Tak clamped her hands further over her mouth, fighting back any other signs of pain or weakness. She could hear Zim's loud laughing, but she was far more preoccupied with the burning she felt in her mouth and throat. Her PAK was healing it, of course, but it was still painful. She was used to pain on her limbs and her torso, not inside her body, and especially not on her tongue or interior of her mouth. She swallowed her blood and glared at Zim through slightly blurred vision.
No tears, no tears, no crying in front of them.
She took two marching steps to reach Zim and snatch the water jug out of his grasp to drink the last half of it herself. It clearly hadn't been burning him, so logically it was fine to have. She kicked him in the shin hard enough to knock him down to one leg temporarily when he tried to snatch the water back, marching back to the sink to spit it out. It looked like heavily diluted Irken blood as it sank down the drain.

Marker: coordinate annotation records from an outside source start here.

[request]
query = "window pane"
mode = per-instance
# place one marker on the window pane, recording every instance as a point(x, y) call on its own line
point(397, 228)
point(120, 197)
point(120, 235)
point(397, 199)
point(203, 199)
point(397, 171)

She sighed, watching it go down the drain, with this small moment to think. She wondered, briefly, if she should bother trying to expel the first piece she ate. But, it had already been mostly digested by this point, and if she wasn't feeling any of its effects now, she probably wouldn't be. She glowered at the wall, feeling as if she'd panicked for nothing, gotten scalded for nothing, and possibly made a fool of herself, for nothing.
Zim hopped on his shin for another moment, moving forward enough to shut the fridge door. Gaz clicked her tongue, turning to look at Tak over the back of her chair.
"So. You don't feel a thing?" she asks. Tak's antennae almost flattened against her skull and she whipped around enough to glare and hiss at Gaz.
"Are you defective?!"
"No, but apparently, she's an impressive assassin," Zim grumbled, taking his seat with the huff.
Dib bent back in his seat to look at Zim's PAK. "It must be the filtrators in your PAK. That's great to know! I wonder if you're immune to all poisonous plants."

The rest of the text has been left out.